Thanks to the prevention of BEPS, worldwide corporate tax is projected to increase by 1.9% to 3.2%. This would grow to 4% if the U.S. provided its full support.
Therefore, it is an important step that the ministers of the G-7 countries agreed on new global taxation rules in London on June 5.
British Finance Minister Rishi Sunak stated that the new tax system will keep up with the global digital age and that large companies will pay taxes at the right rate and in the right regions.
If this new approach is adopted by the treasury and finance ministers of the G-20 countries, who will meet in Italy on July 9-10, a global consensus could be achieved.
This new global approach to taxation, which was prepared within the framework of the mandate given to the Organisation for Economic Cooperation and Development (OECD) by the G-20 in 2017 and can be regarded as a "reform" in terms of the world economy, consists of two pillars.
The first pillar is that the countries' tax authorities are given the opportunity to tax the commercial activities of said global companies outside the country of their establishment.

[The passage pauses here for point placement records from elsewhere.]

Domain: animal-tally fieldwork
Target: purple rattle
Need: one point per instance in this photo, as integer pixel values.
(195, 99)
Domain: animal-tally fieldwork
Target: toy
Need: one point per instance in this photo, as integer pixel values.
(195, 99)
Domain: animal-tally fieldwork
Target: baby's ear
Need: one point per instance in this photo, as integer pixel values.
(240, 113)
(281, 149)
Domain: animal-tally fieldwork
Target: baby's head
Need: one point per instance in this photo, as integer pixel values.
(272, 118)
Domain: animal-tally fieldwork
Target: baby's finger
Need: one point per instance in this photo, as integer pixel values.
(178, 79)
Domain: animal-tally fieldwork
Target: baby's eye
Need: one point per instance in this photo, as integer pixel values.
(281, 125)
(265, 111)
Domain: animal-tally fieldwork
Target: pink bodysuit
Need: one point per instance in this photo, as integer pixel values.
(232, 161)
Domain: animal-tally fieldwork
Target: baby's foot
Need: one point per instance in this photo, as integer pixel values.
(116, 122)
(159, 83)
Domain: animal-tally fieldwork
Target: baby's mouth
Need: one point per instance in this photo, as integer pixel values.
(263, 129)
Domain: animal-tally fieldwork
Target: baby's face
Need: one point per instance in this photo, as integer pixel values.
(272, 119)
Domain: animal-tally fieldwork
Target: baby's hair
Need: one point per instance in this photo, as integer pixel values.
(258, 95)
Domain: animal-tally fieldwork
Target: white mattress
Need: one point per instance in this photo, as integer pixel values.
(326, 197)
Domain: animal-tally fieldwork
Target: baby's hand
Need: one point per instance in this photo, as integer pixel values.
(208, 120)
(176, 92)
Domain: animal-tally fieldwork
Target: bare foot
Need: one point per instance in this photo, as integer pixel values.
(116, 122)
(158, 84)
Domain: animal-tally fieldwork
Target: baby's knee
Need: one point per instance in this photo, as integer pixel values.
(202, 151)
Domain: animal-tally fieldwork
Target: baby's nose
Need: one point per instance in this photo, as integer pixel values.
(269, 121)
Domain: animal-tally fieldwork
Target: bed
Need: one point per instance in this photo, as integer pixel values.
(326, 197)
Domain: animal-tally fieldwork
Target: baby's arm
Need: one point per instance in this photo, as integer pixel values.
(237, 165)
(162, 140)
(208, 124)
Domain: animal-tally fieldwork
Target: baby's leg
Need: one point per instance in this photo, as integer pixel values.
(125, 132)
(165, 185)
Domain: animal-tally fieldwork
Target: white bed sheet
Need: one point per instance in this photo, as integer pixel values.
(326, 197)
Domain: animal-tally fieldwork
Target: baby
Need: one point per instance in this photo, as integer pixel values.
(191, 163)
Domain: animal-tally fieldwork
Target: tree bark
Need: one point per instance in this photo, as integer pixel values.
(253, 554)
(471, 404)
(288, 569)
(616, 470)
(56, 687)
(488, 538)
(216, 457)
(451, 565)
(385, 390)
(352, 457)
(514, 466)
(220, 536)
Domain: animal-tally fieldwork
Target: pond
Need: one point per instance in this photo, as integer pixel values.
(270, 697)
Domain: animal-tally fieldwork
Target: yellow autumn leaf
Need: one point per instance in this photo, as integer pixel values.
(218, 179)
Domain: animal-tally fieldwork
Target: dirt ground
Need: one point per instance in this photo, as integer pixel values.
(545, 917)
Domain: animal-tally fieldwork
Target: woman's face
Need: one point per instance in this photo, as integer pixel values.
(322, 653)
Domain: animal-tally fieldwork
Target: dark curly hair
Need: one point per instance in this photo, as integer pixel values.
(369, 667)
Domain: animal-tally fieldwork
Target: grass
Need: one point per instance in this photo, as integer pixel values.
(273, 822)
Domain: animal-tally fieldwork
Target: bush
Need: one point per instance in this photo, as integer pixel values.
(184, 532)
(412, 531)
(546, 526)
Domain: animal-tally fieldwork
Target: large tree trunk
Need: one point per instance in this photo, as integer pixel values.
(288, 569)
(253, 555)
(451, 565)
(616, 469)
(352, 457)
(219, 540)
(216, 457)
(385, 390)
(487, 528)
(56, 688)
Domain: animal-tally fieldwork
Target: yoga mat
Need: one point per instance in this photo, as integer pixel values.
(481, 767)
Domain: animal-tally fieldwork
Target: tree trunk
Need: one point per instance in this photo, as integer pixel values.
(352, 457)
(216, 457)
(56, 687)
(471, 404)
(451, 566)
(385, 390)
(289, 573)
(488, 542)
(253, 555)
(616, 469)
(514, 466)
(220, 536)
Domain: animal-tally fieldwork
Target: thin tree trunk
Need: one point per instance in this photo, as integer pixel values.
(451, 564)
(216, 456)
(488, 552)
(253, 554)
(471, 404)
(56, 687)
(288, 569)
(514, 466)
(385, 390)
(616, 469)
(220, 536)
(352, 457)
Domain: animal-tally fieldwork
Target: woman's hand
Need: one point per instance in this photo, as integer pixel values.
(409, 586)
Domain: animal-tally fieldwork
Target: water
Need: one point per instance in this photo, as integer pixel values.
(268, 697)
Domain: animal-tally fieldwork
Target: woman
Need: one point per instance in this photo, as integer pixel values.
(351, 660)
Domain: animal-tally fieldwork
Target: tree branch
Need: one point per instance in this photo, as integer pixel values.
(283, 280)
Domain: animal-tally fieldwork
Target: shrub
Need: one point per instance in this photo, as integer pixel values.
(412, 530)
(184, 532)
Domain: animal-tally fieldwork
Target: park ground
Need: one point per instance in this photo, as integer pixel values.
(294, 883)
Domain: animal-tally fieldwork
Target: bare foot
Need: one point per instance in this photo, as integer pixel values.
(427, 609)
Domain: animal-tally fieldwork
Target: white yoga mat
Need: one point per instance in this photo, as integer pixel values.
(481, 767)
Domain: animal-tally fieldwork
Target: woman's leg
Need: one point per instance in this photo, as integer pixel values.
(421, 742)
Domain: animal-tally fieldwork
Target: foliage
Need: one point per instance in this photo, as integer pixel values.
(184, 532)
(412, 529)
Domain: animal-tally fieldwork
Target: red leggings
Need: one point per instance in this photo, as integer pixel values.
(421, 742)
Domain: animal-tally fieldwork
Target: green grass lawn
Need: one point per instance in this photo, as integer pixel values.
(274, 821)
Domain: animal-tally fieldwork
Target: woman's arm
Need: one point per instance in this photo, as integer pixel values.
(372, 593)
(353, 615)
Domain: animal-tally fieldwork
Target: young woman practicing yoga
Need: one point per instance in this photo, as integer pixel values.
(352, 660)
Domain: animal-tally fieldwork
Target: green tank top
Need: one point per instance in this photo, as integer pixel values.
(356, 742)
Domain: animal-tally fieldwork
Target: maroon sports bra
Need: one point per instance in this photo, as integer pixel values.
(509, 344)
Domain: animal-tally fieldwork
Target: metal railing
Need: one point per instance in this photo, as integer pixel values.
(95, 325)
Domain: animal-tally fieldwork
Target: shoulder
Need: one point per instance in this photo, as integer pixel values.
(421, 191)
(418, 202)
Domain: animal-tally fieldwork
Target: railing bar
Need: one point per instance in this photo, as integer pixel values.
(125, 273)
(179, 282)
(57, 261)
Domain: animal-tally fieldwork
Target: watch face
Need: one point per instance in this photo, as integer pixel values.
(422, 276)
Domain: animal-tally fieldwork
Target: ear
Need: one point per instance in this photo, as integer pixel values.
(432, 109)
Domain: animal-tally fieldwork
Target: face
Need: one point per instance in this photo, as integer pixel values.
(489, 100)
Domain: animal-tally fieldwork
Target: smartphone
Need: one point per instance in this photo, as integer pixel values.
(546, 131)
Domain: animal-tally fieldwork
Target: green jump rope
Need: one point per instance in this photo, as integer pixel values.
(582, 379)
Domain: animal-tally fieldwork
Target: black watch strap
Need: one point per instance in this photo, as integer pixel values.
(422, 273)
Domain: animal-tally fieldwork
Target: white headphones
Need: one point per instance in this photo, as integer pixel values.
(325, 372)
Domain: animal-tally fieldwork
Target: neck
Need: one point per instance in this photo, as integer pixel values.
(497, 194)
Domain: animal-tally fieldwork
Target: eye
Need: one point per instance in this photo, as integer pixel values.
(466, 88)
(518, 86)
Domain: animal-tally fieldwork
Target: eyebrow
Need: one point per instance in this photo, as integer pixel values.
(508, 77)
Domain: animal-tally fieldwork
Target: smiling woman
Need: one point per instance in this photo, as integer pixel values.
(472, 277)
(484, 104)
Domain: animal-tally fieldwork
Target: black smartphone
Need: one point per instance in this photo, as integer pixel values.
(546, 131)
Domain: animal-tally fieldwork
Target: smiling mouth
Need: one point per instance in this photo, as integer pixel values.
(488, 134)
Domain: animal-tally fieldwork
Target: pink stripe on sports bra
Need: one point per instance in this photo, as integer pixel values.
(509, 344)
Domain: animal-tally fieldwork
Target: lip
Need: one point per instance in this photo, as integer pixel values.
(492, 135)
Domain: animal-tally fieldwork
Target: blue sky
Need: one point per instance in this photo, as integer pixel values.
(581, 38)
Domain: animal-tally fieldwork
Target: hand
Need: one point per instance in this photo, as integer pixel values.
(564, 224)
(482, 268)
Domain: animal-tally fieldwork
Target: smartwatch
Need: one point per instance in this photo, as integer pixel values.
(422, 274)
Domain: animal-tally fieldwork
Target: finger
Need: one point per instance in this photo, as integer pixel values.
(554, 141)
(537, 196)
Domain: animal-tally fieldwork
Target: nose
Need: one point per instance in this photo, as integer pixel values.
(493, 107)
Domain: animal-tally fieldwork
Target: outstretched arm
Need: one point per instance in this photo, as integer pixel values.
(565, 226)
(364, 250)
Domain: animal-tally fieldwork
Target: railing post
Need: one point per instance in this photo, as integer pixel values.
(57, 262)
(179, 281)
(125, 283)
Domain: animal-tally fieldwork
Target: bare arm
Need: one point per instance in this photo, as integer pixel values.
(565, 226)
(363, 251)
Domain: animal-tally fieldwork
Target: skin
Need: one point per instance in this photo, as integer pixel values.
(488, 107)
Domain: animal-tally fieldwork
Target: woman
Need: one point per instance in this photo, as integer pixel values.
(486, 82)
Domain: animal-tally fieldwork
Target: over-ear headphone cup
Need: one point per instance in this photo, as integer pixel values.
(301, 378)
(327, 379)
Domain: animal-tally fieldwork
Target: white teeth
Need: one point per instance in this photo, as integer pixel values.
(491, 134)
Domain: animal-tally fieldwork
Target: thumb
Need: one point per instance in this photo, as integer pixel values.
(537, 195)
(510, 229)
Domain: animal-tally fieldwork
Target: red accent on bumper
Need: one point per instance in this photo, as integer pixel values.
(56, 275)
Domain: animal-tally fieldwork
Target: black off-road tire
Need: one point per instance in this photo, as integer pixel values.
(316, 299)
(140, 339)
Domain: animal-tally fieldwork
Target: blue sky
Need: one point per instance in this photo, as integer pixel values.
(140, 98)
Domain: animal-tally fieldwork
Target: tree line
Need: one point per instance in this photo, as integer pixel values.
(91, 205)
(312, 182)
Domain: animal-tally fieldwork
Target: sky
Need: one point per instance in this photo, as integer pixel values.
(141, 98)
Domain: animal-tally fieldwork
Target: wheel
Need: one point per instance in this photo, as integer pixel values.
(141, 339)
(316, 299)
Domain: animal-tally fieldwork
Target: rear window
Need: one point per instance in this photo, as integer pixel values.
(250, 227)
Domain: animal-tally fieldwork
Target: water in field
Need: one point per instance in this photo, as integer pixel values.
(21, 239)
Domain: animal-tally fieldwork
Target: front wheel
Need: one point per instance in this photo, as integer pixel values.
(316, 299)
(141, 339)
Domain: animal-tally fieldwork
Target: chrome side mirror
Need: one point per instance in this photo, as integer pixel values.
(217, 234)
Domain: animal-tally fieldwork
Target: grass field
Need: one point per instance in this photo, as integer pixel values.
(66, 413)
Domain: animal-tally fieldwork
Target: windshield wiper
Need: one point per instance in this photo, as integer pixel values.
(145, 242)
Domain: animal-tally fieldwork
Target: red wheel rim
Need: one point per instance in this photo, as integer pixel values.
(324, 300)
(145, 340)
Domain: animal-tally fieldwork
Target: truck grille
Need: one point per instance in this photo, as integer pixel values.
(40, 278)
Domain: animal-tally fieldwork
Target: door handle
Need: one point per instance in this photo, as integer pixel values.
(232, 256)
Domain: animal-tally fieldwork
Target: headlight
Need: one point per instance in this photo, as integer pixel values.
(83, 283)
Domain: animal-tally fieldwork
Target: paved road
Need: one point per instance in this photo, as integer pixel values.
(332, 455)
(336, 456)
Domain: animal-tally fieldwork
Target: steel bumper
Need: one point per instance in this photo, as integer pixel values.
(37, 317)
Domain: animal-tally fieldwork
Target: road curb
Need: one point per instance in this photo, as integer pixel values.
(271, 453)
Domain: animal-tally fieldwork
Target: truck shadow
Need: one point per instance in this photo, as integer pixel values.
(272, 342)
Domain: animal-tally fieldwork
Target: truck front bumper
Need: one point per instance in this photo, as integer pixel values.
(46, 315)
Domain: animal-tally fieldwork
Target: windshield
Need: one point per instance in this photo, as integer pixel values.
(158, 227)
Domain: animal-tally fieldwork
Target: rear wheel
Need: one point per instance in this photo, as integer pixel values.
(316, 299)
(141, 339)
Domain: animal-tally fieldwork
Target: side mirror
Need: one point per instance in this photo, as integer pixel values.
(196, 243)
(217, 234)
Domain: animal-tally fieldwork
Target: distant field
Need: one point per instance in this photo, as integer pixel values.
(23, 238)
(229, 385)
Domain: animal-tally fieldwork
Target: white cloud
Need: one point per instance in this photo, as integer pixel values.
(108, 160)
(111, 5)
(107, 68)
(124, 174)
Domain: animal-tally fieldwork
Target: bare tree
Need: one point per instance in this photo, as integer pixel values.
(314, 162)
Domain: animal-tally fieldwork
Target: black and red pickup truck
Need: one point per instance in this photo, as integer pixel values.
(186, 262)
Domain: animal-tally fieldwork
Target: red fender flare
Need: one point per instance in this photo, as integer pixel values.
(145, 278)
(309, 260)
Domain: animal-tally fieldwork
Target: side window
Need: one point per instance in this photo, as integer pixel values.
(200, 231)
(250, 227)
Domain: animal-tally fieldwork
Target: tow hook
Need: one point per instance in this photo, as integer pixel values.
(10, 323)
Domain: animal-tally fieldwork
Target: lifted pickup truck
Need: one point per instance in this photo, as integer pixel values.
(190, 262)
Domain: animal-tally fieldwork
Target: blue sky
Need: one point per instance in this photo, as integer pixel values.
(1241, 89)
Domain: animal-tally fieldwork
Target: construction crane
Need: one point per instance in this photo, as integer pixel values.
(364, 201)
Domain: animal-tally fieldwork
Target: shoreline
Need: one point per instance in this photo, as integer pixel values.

This means greater taxation for companies that provide digital services such as Google, Facebook and Apple, as well as global e-commerce platforms and technology-driven global trusts.
Global multinational companies, which are within the scope of the first pillar and are carrying out commercial activities in many countries of the world, will pay tax on 20% of their profit margin. They will do it if they operate with a profit margin of 10% or more in countries other than the country where the company is headquartered.
International institutions expect additional tax revenue between $50 and $80 billion at this point. If the U.S. gives its support, an additional $100 billion in tax revenue is expected.
The more satisfied the European Union is with this development, the more the U.S. is displeased that its companies will pay more taxes.
However, the second pillar of the agreement, which is called "reform" in global taxation, pleases the U.S. because it ends competition between countries that want to attract global companies over tax rates and tax reductions.
At this point, the aim is to close the gap of the ratio between countries that do not take any tax or apply very low corporate tax rates and those that apply 20% (such as the U.S., which wants to increase its corporate tax rate back up to 28%) and those that apply 30% or more. This would be done by having all countries apply a minimum corporate tax rate of 15%.
However, French economists and the French government – among a few others – point out that the 15% tax is still too low. This is because economists consider the decline in the corporate tax rate, which was 50% on average in the world's leading economies in the mid-1980s, to 22% today as low.
In the coming period, this situation may inflame the discussions about the decrease in the weight or share of direct taxes and the increase in the share of indirect taxes in the tax revenues of countries, especially in the last 25 years.
Of course, new dimensions of the issue, such as imposing more taxes on fossil fuels that pollute the world, will come to the fore.
For now, all eyes are on the G-7 leaders' summit and the G-20 ministerial summit.